Numerous studies have reported improvements in return to work and competitive job placement as a result of vocational interventions, which are often in tandem with improved productivity, participation, independence, and integration. Programs such as vocational rehabilitation (Bonneterre et al. 2013; Buffington & Malec 1997; Radford et al. 2013), resource facilitation (Backhaus et al. 2010; Trexler et al. 2016), community reintegration (De Kort et al. 2002; Geurtsen et al. 2008; Geurtsen et al. 2012; Malec & Moessner 2000), problem-solving (Man et al. 2013), goal-setting (Bergquist et al. 2012), and mentoring (Kolakowsky-Hayner et al. 2012) have all shown to be effective in improving vocation-related outcomes. Specialized programs that provide supported employment and on-site job training are particularly effective (Wall et al. 1998; Watanabe 2013). However, Malec and Degiorgio (2002) found that specialized vocational rehabilitation was not improved by the addition of community reintegration services or comprehensive day treatment, as each intervention yielded similar outcomes.
The timing of the interventions may play a role in returning to vocational activities as well. Buffington and Malec (1997) found that patients who received vocational services within the first 12 months post injury had more opportunities and found independent job placements more quickly than those who received the same services more than 12 months post injury. This study suggests that vocational rehabilitation strategies should be implemented as early as possible to improve the likelihood of successful vocational reintegration.

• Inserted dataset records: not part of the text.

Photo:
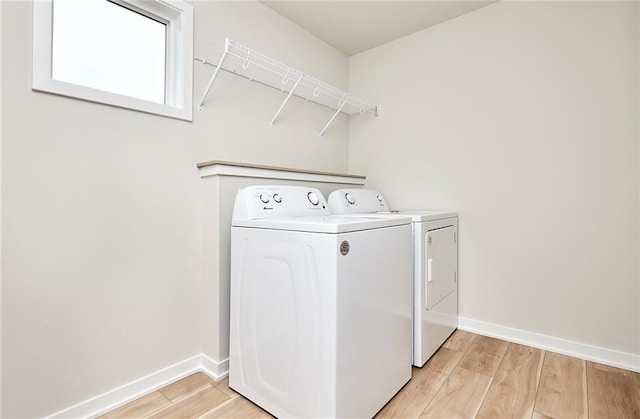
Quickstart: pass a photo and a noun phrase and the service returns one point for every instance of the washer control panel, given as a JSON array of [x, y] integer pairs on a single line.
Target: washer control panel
[[273, 201], [345, 201]]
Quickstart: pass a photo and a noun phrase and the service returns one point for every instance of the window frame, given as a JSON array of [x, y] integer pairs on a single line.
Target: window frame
[[178, 66]]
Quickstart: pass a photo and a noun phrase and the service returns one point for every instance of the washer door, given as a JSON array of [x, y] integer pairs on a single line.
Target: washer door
[[440, 265]]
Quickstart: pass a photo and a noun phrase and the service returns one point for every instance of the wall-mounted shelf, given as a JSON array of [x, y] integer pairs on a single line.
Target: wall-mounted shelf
[[246, 62]]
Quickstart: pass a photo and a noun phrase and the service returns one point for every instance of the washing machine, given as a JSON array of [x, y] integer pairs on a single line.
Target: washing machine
[[320, 305], [435, 265]]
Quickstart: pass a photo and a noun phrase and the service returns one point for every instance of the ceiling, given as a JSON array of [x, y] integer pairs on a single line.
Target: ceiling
[[356, 26]]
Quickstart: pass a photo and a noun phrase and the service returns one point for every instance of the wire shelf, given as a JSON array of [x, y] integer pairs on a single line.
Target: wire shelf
[[251, 64]]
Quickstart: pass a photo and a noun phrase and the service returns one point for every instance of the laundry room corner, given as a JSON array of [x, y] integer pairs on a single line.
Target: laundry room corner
[[523, 118]]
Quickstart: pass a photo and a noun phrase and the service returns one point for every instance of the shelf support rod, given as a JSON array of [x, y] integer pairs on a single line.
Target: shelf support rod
[[286, 100], [215, 74], [344, 102]]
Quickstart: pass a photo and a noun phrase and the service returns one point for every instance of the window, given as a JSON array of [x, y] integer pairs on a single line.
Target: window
[[135, 54]]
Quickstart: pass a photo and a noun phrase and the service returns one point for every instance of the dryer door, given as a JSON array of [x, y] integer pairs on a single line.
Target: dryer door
[[440, 265]]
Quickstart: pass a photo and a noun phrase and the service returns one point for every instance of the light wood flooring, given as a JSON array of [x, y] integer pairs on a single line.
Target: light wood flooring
[[471, 376]]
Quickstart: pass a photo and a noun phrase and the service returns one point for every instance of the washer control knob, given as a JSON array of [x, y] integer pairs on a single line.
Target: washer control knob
[[313, 198]]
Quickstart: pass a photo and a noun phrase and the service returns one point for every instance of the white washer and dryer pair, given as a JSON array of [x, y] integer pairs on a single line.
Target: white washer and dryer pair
[[321, 312], [435, 265]]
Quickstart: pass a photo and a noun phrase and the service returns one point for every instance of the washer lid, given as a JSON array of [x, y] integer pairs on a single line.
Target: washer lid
[[323, 224]]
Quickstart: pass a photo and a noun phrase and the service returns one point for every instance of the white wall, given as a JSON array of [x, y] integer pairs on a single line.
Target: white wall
[[102, 208], [522, 116]]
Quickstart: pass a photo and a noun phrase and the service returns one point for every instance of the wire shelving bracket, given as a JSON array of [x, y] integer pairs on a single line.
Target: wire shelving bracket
[[246, 62]]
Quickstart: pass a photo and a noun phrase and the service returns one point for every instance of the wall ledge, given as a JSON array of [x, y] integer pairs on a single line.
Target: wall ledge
[[226, 168], [611, 357]]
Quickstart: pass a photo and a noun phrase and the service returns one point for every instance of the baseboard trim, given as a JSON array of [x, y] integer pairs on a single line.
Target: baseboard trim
[[126, 393], [625, 360]]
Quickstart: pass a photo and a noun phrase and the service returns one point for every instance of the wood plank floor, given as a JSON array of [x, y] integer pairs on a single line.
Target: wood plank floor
[[471, 376]]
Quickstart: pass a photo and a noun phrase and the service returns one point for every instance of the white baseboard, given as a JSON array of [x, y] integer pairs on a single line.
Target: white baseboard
[[598, 354], [145, 385], [214, 369]]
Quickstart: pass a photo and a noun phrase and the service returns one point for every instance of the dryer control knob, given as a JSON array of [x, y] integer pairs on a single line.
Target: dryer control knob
[[313, 198], [349, 197]]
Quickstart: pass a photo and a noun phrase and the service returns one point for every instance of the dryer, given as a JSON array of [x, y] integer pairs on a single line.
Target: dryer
[[435, 265], [320, 305]]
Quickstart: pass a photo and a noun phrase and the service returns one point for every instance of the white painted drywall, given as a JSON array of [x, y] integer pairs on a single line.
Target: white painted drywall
[[522, 116], [102, 208]]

There is Level 2 evidence that cognitive strategies increase the proportion of patients who successfully return to full time vocational activities following brain injury.

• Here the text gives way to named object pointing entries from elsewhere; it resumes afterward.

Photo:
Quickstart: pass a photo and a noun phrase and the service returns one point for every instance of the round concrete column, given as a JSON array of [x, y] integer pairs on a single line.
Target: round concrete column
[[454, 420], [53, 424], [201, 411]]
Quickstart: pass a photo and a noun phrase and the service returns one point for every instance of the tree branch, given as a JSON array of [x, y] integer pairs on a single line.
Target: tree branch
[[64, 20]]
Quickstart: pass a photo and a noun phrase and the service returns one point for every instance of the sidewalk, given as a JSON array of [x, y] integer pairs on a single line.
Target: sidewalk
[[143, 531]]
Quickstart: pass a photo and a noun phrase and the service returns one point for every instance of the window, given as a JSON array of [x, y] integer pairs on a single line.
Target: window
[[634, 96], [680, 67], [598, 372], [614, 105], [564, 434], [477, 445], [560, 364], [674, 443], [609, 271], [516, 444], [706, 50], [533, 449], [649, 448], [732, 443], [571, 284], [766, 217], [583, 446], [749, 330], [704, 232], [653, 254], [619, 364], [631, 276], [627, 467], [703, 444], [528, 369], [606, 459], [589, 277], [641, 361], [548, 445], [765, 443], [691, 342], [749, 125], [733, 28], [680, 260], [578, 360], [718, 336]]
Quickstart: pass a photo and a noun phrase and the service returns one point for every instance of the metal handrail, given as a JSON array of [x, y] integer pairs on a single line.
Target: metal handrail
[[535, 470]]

There is Level 1b evidence that resource facilitation programs improve vocational outcomes post ABI when compared to standard care.
There is Level 3 evidence that supported employment strategies post ABI result in improvements in competitive job placement and retention.
There is Level 4 evidence that vocational rehabilitation strategies are more effective when they are implemented earlier following the injury.
There is Level 4 evidence the community reintegration programs post ABI result in increased employability, independence, and participation.
Vocational rehabilitation and resource facilitation programs increase the number of individuals that return to vocational activity.
Vocational rehabilitation is most effective when implemented earlier following injury.
Supported employment interventions improve job placement and retention post ABI.